At least seven IndiGo pilots were allegedly found using offensive language over salary issues on a frequency used for emergency communications, sources said on Thursday. On April 9, these pilots were allegedly found venting their ire over low salaries by using offensive language on 121.5 MHz frequency, which is used for emergency communications only for the aircraft in distress. The Directorate General of Civil Aviation (DGCA) has launched a probe in the matter. IndiGo is yet to issue a statement on the development, the sources said.
Frequency 121.5 MHz, used for emergency communications, has to be compulsorily monitored by the air traffic controllers who are in the vicinity of the aircraft. For air-to-air communication among the pilots of different aircraft, 123.45 MHz frequency is used, which is not monitored by the air traffic controllers. Days before the incident, IndiGo had suspended some pilots who were planning to hold a strike on April 5 against the pay cuts effected during the COVID-19 pandemic. The Airline Pilots' Association of India (ALPA) wrote a letter to Civil Aviation Minister Jyotiraditya Scindia on Thursday, stating that IndiGo has forced the suspended pilots to tender their resignation. The human resources department of the private carrier has reacted in a manner that is highly arbitrary, the ALPA noted.
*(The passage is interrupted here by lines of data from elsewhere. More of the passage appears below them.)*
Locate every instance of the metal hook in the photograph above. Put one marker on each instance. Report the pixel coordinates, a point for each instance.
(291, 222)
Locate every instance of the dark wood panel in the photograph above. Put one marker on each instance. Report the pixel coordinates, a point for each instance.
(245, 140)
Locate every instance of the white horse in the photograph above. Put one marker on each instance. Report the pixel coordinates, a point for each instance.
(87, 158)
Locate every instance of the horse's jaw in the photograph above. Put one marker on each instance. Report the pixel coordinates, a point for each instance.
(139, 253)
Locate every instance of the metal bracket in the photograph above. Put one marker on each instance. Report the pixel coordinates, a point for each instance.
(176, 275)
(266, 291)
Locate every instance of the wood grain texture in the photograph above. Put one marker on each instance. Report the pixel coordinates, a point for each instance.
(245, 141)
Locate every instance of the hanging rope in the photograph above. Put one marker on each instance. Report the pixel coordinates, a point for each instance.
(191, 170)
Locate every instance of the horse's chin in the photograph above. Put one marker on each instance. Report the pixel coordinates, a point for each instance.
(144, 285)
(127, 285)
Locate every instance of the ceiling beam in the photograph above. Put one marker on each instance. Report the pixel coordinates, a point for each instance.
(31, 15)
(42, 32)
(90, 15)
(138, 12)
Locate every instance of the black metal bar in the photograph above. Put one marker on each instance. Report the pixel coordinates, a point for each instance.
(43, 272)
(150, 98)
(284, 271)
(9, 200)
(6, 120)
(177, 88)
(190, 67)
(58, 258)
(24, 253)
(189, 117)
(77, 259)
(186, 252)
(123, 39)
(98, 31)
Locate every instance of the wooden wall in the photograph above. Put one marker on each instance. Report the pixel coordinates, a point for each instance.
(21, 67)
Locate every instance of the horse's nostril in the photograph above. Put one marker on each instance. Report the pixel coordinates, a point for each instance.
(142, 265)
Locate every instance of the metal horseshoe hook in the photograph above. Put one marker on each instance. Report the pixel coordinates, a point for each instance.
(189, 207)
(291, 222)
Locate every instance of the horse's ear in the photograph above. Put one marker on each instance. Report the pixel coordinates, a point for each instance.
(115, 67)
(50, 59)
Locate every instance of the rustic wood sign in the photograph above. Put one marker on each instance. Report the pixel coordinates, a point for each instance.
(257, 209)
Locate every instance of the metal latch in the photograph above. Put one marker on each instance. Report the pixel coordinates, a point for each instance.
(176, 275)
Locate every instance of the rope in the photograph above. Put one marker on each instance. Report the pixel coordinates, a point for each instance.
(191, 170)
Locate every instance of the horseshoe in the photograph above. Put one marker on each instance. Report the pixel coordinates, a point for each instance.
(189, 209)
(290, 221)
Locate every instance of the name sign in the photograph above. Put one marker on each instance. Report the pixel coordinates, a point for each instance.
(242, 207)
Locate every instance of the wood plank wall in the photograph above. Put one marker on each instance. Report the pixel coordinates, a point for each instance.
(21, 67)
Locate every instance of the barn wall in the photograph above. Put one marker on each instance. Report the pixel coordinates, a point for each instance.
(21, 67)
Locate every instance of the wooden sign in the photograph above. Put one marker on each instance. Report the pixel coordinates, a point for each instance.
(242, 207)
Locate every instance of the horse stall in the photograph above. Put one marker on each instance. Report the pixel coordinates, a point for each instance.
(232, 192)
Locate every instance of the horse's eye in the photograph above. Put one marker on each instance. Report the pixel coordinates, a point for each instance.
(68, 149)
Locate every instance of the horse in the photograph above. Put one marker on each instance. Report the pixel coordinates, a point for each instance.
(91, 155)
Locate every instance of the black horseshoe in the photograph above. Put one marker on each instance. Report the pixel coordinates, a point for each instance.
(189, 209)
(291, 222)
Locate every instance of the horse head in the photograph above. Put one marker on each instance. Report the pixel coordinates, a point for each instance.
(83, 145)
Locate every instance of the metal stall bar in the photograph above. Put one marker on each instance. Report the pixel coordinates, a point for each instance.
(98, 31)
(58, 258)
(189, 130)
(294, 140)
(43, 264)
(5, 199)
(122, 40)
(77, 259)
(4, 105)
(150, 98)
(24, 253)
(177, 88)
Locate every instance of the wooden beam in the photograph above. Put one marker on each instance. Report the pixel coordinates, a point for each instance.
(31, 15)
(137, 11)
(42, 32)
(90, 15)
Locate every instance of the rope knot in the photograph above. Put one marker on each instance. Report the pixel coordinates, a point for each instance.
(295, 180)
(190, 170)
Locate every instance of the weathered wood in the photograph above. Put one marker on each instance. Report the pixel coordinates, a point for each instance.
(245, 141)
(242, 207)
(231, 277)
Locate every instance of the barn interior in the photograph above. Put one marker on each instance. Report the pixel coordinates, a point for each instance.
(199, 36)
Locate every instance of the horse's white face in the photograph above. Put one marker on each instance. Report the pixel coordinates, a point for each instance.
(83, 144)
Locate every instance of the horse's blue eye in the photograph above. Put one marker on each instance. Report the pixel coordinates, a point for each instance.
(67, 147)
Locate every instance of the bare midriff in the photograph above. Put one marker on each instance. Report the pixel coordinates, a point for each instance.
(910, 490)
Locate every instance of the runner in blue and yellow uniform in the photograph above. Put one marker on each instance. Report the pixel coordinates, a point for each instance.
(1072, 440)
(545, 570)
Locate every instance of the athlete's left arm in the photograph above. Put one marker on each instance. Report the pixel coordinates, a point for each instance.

"In a mafioso manner, they have then proceeded to force the pilots to tender their resignation. The pilots had no option but to comply, thereby furthering the feeling that there is no fair representation for the pilots," it said. The ALPA alleged that the human resources department of IndiGo is colluding with its counterparts in other airlines to prevent these pilots from seeking employment elsewhere. The ALPA is not a union of IndiGo pilots. It consists of former pilots of various Indian carriers.
In its letter, the ALPA requested Scindia to intervene urgently to save the pilots who went above and beyond the call of duty during the COVID-19 pandemic. During the peak of the pandemic, IndiGo had cut the salaries of its pilots by as much as 30 per cent. On April 1, IndiGo announced its decision to increase the salaries of the pilots by 8 per cent, saying another 6.5-per cent hike will be implemented in November if there are no disruptions.